Bellabeat is an established company focused on health smart products for women. The problem that I am trying to solve is the main trends in smart device usage found in Bellabeat's competitor's data that can be applied to Bellabeat customers to influence their marketing strategy.

A list of the key trends I found in the data

  • From the fitabase dataset:
  • There are some days where people are more active and/or burn more calories on average.
  • There is a negative correlation between TotalMinutesAsleep and SendentaryMinutes.
  • The data is not very significant, but most of the participants have more of their daily steps every day around 12:00 and 19:00.
  • Very active people make the most steps on Saturdays, while sedentary people make the least on Sundays.
  • Although calories and steps are in general correlated, active (and highly active) people have many days with a low-calorie count.
  • From the apple dataset:
  • There are significant differences in running activities between males/females.
  • There is a difference between males/females for the calories expended in the different activities.
  • There is a clear difference in the resting heart rate between men/women in all the activities.
  • These differences are more substantial in people below 35; these discrepancies are insignificant when looking only at participants above 35 years old.
  • From the fitbitGrades dataset:
  • For healthy or average participants, the GPA increases with the number of steps; the trend is more significant in females.

Story found in data

  • It is not very significant, but tracker device consumers are more active on Tuesdays and Saturdays, while they are less active on Sundays.
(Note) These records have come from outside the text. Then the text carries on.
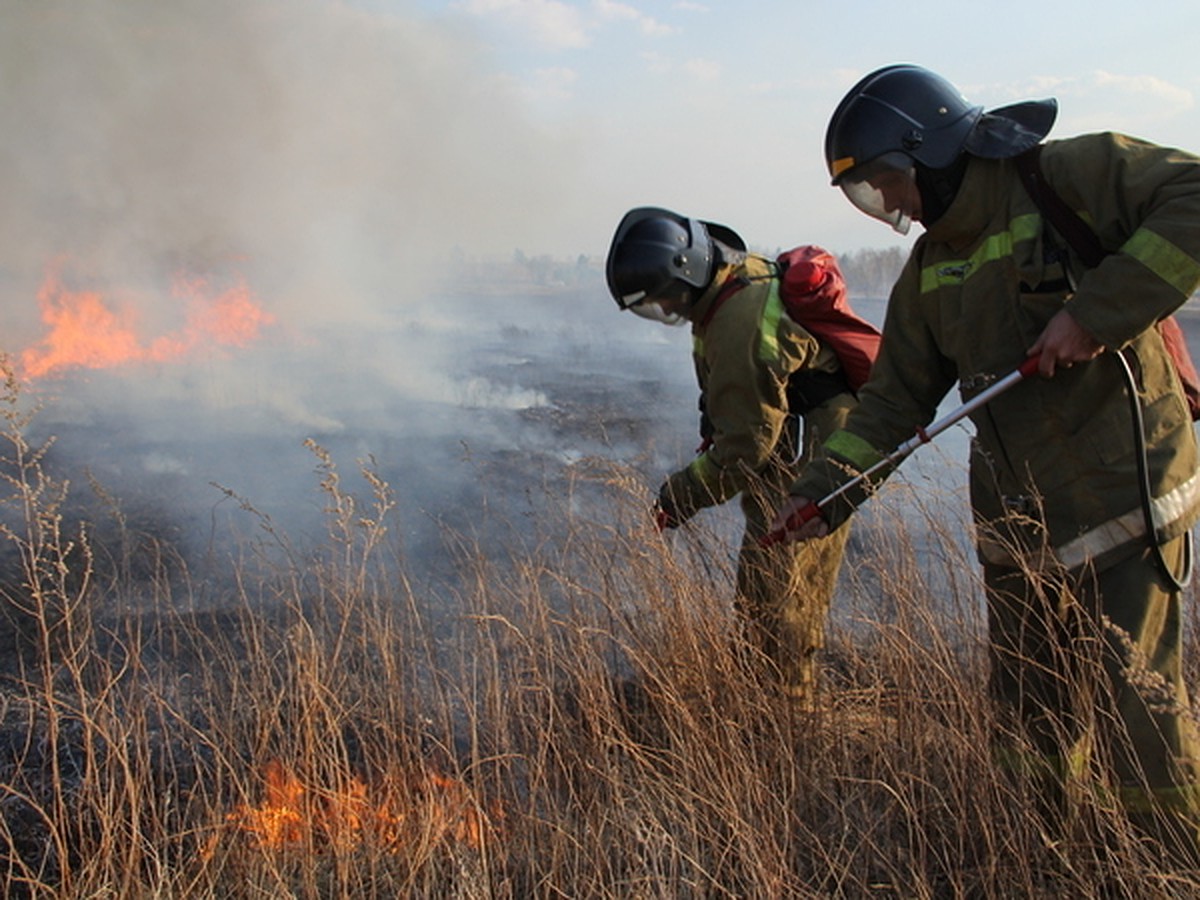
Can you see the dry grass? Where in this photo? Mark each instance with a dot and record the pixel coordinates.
(581, 725)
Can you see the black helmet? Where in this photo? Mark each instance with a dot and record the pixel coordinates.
(903, 119)
(655, 249)
(916, 112)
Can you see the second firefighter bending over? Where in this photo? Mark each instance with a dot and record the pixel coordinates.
(772, 390)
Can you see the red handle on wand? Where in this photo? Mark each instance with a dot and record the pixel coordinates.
(923, 436)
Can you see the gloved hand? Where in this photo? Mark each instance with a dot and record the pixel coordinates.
(798, 520)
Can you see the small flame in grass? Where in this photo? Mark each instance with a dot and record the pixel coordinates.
(424, 810)
(88, 330)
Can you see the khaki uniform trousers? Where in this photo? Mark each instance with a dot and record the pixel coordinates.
(784, 591)
(1087, 673)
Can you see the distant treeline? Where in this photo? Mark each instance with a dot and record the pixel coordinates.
(868, 271)
(871, 271)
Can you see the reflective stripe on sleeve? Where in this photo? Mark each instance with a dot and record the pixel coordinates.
(768, 329)
(853, 449)
(1163, 258)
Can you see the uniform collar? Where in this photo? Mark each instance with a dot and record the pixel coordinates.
(755, 267)
(973, 208)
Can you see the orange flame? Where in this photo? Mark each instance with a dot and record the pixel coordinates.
(430, 808)
(85, 331)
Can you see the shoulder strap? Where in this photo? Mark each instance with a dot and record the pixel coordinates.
(1065, 220)
(731, 287)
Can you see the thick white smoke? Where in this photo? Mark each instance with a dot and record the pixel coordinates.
(337, 162)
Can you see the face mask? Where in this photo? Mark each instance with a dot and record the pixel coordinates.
(886, 189)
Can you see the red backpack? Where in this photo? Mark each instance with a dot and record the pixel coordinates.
(814, 294)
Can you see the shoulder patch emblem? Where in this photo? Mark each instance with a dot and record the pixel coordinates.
(954, 271)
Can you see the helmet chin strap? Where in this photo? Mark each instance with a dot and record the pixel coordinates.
(939, 187)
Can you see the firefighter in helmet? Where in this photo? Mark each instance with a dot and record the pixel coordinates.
(761, 373)
(1083, 502)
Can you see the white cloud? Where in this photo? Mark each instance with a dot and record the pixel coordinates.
(624, 12)
(703, 70)
(551, 23)
(553, 83)
(1168, 99)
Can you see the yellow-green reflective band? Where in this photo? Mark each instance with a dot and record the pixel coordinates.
(996, 246)
(853, 449)
(1053, 766)
(768, 329)
(1185, 798)
(705, 471)
(1163, 258)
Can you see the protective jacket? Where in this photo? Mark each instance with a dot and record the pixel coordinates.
(747, 352)
(1053, 462)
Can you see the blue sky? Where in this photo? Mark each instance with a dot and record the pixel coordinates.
(329, 144)
(719, 108)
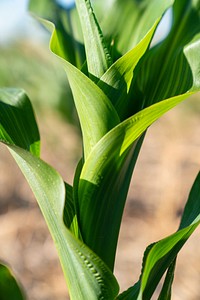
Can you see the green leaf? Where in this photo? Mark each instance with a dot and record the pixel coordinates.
(105, 179)
(116, 81)
(86, 274)
(15, 113)
(127, 22)
(69, 213)
(161, 256)
(191, 213)
(98, 57)
(173, 66)
(68, 29)
(96, 113)
(9, 287)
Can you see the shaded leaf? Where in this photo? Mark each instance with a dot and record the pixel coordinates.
(116, 81)
(173, 66)
(127, 22)
(85, 273)
(96, 113)
(15, 113)
(105, 179)
(9, 287)
(162, 255)
(68, 30)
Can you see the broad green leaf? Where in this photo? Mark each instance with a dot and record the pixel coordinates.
(15, 113)
(104, 180)
(86, 274)
(98, 57)
(127, 22)
(166, 292)
(68, 30)
(116, 81)
(161, 256)
(191, 214)
(9, 287)
(96, 113)
(173, 66)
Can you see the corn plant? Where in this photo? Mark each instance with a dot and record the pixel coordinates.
(121, 85)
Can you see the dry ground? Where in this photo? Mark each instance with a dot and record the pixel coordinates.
(167, 166)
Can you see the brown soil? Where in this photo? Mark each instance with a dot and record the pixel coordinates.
(167, 166)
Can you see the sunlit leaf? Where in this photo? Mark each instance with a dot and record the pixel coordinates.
(98, 57)
(105, 179)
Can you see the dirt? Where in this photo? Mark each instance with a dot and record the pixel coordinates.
(167, 166)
  • Tracker device consumers burn on average fewer calories on Sundays.

  • Consumers are more active (more steps, more intensity, burn more calories) every day between 8:00 and 19:00. Being Wednesday at 17:00 and Saturday at 13:00, the two times where consumers are more active than usual on average.

  • There are no significant differences in sleep patterns between days of the week; on average, Sunday is the day when consumers spend more time awake.

  • Besides the consumer behavior, I found interesting trends in data between men/women that the marketing department can exploit to sell our products:

    • The number of calories burned by men and women are different when doing similar activities.
    • The resting rate between men/women is different.
    • These differences are more robust in people below 35 years old.
    • Number of steps is correlated with GPA; this relation is more substantial in women.

Story to tell

  • Bellabeat has two products that track activities, sleep, and stress. The stakeholders want to gain insights into how the consumers are using these products.
  • The Fitbit data analyzed is not significant, but minor trends can be found: the day of the week when people are more active/burn more calories and therefore are more prong to use the Bellabeat products.
  • There are no significant differences in tracker activity per time of the day; however, two distinguished times when customers are more active are: Wed 17:00 and Saturday 13:00.
  • Customers, on average, spend more time awake on Sunday than any other day.
  • Major differences in calorie burn and heart rate are found using apple watch data between women/men. The marketing department can target this to emphasize these differences when targeting women's products.
  • There is mild evidence that minutes of being active can improve intellectual activities; this relation is more substantial for female consumers.